L’homme, en tant qu’entité sexuelle, est plutôt nuisible si l’on souhaite obtenir une descendance nombreuse si on le compare au clonage. Les cellules les plus simples se sont perpétuées durant des milliards d’années par ce biais sans évolution très importante. La reproduction sexuée est par contre fort utile pour obtenir une grande biodiversité, d’ailleurs la plupart des organismes vivants ont adopté ce mode de reproduction.
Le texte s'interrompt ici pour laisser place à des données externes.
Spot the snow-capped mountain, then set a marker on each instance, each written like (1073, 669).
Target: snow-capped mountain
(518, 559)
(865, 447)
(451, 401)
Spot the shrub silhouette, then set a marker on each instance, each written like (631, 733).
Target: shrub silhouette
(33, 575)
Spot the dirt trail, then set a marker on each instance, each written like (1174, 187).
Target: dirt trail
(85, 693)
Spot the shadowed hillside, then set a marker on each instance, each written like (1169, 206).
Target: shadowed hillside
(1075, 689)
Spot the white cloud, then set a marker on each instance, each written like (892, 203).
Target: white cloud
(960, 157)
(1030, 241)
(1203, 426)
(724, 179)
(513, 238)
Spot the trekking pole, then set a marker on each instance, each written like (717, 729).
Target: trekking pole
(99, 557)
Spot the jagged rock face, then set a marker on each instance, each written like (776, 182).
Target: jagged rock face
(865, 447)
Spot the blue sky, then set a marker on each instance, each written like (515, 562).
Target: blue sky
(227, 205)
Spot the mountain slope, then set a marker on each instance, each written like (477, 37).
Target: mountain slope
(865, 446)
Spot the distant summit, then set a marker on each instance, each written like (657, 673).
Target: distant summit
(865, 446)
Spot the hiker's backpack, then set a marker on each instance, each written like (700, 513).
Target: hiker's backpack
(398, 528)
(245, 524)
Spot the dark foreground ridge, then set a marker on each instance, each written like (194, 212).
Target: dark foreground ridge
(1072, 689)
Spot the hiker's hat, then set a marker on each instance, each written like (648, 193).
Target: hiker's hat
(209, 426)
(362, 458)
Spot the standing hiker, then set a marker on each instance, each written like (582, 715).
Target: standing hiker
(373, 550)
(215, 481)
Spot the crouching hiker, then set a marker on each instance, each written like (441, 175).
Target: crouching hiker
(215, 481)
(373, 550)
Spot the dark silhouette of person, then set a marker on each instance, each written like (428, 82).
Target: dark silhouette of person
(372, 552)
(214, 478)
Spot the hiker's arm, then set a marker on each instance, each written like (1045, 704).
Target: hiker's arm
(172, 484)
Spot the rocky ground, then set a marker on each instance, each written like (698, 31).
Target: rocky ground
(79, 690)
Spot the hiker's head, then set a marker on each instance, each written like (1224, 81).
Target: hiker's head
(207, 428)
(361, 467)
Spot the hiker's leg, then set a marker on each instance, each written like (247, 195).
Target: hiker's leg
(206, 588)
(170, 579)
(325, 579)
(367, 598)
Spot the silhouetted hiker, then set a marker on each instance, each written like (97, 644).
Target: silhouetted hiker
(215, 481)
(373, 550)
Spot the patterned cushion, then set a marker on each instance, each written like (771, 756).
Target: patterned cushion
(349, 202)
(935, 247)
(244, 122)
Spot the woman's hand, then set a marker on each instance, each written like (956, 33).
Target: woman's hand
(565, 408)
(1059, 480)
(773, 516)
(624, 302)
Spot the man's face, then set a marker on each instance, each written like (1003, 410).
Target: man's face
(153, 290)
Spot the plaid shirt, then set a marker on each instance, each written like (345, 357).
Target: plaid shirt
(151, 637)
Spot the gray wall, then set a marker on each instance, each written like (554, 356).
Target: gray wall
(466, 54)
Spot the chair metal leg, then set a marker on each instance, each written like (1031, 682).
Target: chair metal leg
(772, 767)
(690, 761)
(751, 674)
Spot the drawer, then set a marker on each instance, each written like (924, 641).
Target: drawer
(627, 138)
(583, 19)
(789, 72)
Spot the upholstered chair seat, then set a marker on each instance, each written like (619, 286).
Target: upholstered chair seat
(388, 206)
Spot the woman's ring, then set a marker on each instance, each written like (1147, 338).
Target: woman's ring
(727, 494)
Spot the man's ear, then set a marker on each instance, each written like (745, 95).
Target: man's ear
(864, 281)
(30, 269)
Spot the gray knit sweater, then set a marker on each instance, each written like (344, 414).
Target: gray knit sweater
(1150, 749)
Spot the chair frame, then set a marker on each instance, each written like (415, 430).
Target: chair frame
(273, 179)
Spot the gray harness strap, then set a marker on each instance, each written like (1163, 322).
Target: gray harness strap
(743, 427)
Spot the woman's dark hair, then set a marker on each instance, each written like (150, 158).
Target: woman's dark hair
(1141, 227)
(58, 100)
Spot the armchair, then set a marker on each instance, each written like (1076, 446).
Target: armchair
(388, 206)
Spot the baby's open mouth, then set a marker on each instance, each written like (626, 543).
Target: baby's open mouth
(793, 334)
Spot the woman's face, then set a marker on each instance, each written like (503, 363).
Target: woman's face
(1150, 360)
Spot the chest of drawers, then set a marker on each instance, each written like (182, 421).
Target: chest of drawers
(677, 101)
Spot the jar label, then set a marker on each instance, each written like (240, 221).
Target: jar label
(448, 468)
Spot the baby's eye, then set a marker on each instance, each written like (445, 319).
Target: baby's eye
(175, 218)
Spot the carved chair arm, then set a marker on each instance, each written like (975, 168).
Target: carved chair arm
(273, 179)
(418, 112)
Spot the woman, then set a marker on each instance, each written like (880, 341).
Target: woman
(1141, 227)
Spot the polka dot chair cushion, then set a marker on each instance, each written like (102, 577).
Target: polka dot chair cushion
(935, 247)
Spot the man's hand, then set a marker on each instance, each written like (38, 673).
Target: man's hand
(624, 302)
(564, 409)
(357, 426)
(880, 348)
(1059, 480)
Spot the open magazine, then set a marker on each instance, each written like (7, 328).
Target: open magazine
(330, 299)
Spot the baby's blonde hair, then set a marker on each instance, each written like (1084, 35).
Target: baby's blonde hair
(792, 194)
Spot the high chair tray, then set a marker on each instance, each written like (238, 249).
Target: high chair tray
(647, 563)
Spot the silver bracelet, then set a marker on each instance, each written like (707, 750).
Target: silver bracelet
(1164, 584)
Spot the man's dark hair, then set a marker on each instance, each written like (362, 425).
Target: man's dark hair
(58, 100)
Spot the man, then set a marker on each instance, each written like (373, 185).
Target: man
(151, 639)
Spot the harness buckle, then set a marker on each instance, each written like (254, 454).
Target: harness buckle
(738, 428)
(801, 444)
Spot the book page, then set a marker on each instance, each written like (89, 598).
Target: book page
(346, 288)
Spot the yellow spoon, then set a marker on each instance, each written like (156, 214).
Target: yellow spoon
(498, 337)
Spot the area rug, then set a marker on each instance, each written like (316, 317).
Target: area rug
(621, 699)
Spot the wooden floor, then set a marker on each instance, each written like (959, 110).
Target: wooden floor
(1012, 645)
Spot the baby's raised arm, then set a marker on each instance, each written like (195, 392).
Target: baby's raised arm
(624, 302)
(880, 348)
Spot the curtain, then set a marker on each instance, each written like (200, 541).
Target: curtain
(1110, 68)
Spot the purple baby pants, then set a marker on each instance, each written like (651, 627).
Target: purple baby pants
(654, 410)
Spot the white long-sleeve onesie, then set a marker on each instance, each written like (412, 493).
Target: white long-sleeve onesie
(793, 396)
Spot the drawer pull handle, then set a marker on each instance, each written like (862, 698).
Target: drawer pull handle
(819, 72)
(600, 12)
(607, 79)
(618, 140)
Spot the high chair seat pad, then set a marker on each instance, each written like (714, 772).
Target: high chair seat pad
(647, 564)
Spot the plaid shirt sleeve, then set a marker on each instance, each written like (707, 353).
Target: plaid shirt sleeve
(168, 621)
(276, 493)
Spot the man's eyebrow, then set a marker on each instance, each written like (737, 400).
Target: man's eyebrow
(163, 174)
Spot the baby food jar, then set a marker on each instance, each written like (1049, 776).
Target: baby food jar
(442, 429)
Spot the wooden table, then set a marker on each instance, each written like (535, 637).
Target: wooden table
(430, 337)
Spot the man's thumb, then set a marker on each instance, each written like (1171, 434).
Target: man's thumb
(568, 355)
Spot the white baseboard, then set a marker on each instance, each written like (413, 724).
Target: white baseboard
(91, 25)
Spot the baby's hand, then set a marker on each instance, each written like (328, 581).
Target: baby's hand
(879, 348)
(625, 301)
Mais lorsque la vie en très grands groupes l’emporte sur celle au sein d’un noyau familial, d’autres mécanismes se mettent en place pour lesquels les gènes, leurs mutations et la sélection naturelle n’ont que des effets secondaires, la pression sociale et les moyens de communication deviennent prédominants.
Les sociétés dites hautement développées maîtrisent techniquement leur fécondité, d’une façon énergique comme lors de la politique de l’enfant unique en Chine, ou plus indirectement en offrant aux femmes des alternatives à leur rôle traditionnel. L’interruption volontaire de Grossesse (IVG), la procréation médicalement assistée (PMA), la gestation pour autrui (GPA) permettent d’influer considérablement sur la hauteur et le type de fécondité d’une population sans que la Biologie y soit pour quoi que ce soit. Dans cette optique, la place de l’homme tend à disparaître, ou à s’atténuer considérablement, indépendamment de tout précepte philosophique, moral ou sociétal. L’homme n’a plus besoin d’assurer la diversité puisque c’est l’uniformité qui est souhaitée. La biologie moléculaire va encore beaucoup plus loin dans cette direction car, avec les ciseaux moléculaires, les génomes synthétiques, la gestation en sacs plastique, c’est d’aussi la femme dont on pourra se passer.
Le post-Homo sapiens régnera seul, seul maître du vide.